Clashes have rocked Khartoum since Monday, after news that Mr. Garang and 13 associates died in a helicopter crash on Saturday. The death toll in the capital was 111 on Wednesday, with 300 injured. The casualties nationwide were 130 dead and 350 wounded.

“A volatile situation has developed throughout Sudan, following the death of First Vice President John Garang,” the U.S. Embassy said this week.

“There have been reports of sporadic and unpredictable violence in and around Khartoum and southern Sudan. The embassy wishes to advise American citizens of the potential danger that exists when moving about the city during this time and to exercise caution should travel become necessary.”

The embassy urged Americans to obey a daily curfew from 6 p.m. to 6 a.m. imposed by the Sudanese government.

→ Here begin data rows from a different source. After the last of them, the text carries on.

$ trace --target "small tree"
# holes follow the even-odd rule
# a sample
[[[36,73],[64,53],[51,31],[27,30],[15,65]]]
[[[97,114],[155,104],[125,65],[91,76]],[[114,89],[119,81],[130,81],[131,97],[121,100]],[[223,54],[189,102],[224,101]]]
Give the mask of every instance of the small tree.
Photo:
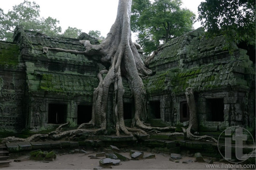
[[[131,29],[138,32],[137,41],[145,52],[192,30],[195,15],[182,4],[180,0],[133,1]]]

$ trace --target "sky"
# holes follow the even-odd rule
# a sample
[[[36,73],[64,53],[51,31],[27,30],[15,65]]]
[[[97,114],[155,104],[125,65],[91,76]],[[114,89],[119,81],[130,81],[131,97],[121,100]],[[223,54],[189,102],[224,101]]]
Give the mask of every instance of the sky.
[[[59,21],[64,32],[68,26],[82,29],[88,33],[89,30],[99,30],[106,37],[115,21],[118,0],[27,0],[34,1],[40,6],[41,17],[51,16]],[[0,8],[6,13],[12,6],[24,0],[1,1]],[[197,16],[198,7],[204,0],[182,0],[182,8],[186,8]],[[199,22],[194,24],[194,28],[201,26]],[[135,36],[135,35],[133,35]]]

Mr. Garang recently signed a peace treaty with the government, ending 21 years of civil war between his Sudanese People’s Liberation Movement, which represented Christians and animists in the south, and the Muslim-dominated government in Khartoum. Under the agreement, he was appointed first vice president, and the south was guaranteed half of the country’s oil revenues.

President Omar el-Bashir, who has ordered an investigation into the crash, plans to attend the funeral in Juba, the capital of southern Sudan.

In Washington, Khidir Haroun Ahmed, the charge d’affaires at the Sudanese Embassy, said, “John Garang had been embraced by the Sudanese people as a peacemaker and first vice president in the Government of National Unity that was in the process of being implemented since July 9.

“We will press ahead to ensure that [Mr.] Garang’s legacy is one of peace, unity and development.”

Bangladeshi killings

The U.S. Embassy in Bangladesh fears that the recent slaying of two Bangladeshi Christian charity workers were religious hate crimes and is calling for the killers to face justice “lawfully and promptly.”

Tapan Kumar Roy and Liplal Marandi, who worked for the Christian Life Bangladesh organization, were hacked to death last week at their home in the central Faridpur district.

The embassy said yesterday, “Because of the circumstances surrounding their murder, we are concerned [they] may be victims of religious extremism.

“We understand that police have arrested three persons in connection with this case, and we hope that the perpetrators of the murders will be brought to justice lawfully and promptly.”

The embassy noted that Bangladesh, a moderate Muslim nation, guarantees religious freedom.

“It is important that government and civil society work effectively to safeguard this important, fundamental right,” the embassy said.

Make it Jamaica

The Jamaican Embassy plans to show off the food and culture of its Caribbean nation on Sunday on the grounds of the Organization of American States.

The festival, which is free and open to the public, “will feature a broad array of Jamaican food, with several chefs and culinary experts on hand from Jamaica, who will prepare a range of Jamaican delicacies right in front of the attending audience,” said embassy spokesman O’Neil Hamilton.

He added that the embassy also expects diplomats from other Caribbean nations to attend the celebration from 2 p.m. to 8 p.m. at the OAS headquarters at 17th Street and Constitution Avenue NW.